In an age in which there seems to be some kind of mass killing every other week in the actual news, one can't help but be sort of mesmerized into buying a book -- by perhaps the world's greatest living genre fiction writer -- in which a man drives a Mercedes into a crowd of job-seekers at a job-fair and gets away with it, only to be hunted by a detective who comes out of retirement to chase him.

In typical Stephen King style, the book takes a wide-angle view on things. It's 500 pages where it probably could have been 200. There are, say eight characters where there probably could have been five, etc. But I suppose that to "love" Stephen King is to love that style of writing. Even I have to admit that I was a good half-way through the book before I picked my head up and realized I was so engrossed.

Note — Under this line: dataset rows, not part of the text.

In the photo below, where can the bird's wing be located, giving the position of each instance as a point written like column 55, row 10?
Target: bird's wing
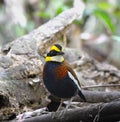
column 70, row 69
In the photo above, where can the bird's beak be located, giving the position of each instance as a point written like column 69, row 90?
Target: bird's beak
column 61, row 53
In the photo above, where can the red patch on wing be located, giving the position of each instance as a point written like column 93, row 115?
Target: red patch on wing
column 61, row 72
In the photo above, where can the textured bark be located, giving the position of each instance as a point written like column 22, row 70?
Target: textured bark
column 21, row 66
column 107, row 112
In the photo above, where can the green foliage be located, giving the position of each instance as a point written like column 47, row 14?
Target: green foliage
column 105, row 19
column 116, row 38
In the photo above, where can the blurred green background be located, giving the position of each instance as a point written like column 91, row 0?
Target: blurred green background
column 97, row 32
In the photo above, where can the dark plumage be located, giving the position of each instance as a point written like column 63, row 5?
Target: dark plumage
column 58, row 76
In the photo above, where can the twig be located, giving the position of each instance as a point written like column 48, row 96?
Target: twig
column 96, row 86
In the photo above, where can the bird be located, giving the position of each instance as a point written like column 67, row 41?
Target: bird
column 59, row 77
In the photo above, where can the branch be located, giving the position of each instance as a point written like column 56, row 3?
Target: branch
column 99, row 96
column 97, row 113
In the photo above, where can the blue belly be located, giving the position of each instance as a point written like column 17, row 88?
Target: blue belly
column 64, row 88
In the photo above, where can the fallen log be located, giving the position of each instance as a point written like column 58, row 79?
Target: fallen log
column 105, row 112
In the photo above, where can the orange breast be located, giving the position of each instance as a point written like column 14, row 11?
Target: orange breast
column 61, row 72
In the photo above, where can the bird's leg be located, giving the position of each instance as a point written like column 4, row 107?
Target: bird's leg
column 57, row 114
column 69, row 104
column 62, row 113
column 60, row 105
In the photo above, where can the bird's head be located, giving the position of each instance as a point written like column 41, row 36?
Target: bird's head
column 55, row 54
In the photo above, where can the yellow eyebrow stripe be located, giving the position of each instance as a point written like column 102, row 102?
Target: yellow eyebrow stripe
column 55, row 48
column 48, row 58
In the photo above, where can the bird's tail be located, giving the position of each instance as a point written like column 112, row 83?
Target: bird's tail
column 81, row 95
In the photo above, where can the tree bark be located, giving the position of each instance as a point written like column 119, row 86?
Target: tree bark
column 106, row 112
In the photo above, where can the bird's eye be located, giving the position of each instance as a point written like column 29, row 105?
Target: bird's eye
column 52, row 53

To me, that's Stephen King at his best: His books might move slowly at times, but they move, and you know damn well you're going to get somewhere at the end. There is going to be a pay-off even if it's a little too neat and happy, as was the ending of Mr. Mercedes. The simple fact is, when you open up a book eagerly, wondering what the main characters are going to get up to next, the author has "got" you. This book had me.

I also appreciated Stephen King writing in the crime fiction mode, rather than the supernatural; however, you can still feel the presence of the supernatural in Mr. Mercedes. Something about the way certain characters "just get a feeling" about something, which turns out to be right and to solve the problem at hand. What I mean is, I think Stephen King is so much in the habit of bending the rules of nature that even when he writes a book about regular people his habit is to just ignore the rules and probabilities of the real world. I felt as though I could feel King's hand pushing the story toward the ending he wanted, rather than obeying the laws of the world he'd set his characters in. But...this is fiction after all.